Two Research Deans Named at School of Medicine and Dentistry

October 28, 2002

Two new deans have been named at the University of Rochester’s School of Medicine and Dentistry. Howard J. Federoff, M.D., Ph.D., has been named senior associate dean for basic research, and Thomas A. Pearson, M.D., Ph.D., is senior associate dean for clinical research.The appointments were made by David S. Guzick, M.D., Ph.D., who became dean of the school earlier this year.

Federoff is known around the world for developing new technologies aimed at helping diagnose or treat diseases of the nervous system, like Alzheimer’s and Parkinson’s disease and even mad-cow disease. Much of his work involves new ways to develop precision control over what happens in the nervous system, for instance, getting certain proteins into key parts of the brain at exactly the right time to treat Parkinson’s or the brain damage caused by stroke. Federoff has also advised Federal officials on the best ways to use funding dollars to spur research on Alzheimer’s and Parkinson’s diseases. Federoff’s basic research is helping scientists understand what is happening in the brains of healthy people as they learn and remember.

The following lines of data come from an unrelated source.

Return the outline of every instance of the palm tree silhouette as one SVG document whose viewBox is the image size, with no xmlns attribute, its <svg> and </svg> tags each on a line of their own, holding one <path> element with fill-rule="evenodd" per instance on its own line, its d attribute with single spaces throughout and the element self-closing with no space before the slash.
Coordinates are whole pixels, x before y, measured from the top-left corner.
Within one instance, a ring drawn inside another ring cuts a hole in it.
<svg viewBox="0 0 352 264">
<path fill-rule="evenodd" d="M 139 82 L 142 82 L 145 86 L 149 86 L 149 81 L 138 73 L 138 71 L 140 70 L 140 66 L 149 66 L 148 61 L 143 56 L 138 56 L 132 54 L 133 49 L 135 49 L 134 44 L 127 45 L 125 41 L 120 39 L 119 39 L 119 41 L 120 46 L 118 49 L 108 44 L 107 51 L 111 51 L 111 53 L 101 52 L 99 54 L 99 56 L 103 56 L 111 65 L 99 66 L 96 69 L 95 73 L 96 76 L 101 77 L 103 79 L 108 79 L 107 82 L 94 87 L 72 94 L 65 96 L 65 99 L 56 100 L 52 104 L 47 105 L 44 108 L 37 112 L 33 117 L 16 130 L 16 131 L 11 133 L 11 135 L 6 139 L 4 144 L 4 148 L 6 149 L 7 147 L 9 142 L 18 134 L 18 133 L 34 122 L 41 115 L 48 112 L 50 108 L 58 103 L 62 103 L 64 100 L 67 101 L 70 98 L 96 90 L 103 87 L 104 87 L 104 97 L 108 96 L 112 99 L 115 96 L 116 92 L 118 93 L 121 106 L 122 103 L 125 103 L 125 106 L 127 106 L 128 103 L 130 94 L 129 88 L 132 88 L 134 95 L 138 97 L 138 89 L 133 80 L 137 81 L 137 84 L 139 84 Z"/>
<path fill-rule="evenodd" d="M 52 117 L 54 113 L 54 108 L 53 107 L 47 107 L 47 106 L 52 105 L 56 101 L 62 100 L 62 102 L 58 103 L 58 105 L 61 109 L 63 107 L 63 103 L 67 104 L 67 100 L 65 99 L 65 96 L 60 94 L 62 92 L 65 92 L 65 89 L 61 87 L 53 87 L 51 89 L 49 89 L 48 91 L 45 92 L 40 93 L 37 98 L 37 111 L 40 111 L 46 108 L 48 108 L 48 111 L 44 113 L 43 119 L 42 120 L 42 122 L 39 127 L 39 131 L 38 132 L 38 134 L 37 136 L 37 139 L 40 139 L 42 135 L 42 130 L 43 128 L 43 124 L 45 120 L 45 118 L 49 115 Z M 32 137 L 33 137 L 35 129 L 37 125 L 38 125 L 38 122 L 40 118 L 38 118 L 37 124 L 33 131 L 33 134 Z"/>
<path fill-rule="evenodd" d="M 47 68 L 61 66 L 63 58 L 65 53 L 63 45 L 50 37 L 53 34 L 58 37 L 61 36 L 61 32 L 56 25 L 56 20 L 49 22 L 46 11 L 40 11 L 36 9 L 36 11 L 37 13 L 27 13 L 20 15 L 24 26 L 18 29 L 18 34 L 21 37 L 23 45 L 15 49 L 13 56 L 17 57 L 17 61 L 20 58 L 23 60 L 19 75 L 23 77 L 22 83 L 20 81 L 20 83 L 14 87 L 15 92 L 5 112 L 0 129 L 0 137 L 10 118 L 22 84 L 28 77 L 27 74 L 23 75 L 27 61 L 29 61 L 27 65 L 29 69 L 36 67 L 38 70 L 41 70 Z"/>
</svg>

Federoff is the director of the Center on Aging and Developmental Biology and joined the medical center in 1995. He is also chief of the Division of Molecular Medicine and Gene Therapy, and professor of Neurology. He received his master's, doctoral and medical degrees from Albert Einstein College of Medicine in New York City, and did his internship and residency at Massachusetts General Hospital of Harvard Medical School.

Pearson has served as chair of the Department of Community and Preventive Medicine since joining the University in 1997; since then, the department has expanded its research programs dramatically in health services research, epidemiology, public health practice, and behavioral medicine. Pearson is also director of the Clinical Research Curriculum Program, training doctors and other researchers on proper ways to do research with people. His own research deals with the causes and prevention of heart disease. He is a spokesman for the American Heart Association and helps set the guidelines that millions of Americans follow as they seek to stay healthy. Pearson is also director of the Preventive Cardiology Clinic at Strong Memorial Hospital, working directly with patients throughout the region.

Pearson received his M.D., Ph.D., and master’s degree in public health at Johns Hopkins University. He completed residency training in preventive medicine and in internal medicine and fellowship training in cardiovascular medicine and cardiovascular pathology. In two weeks Pearson will receive an honorary doctorate of medicine from the University of Umea in Sweden, which is recognizing his contributions to preventing cardiovascular disease on a global basis.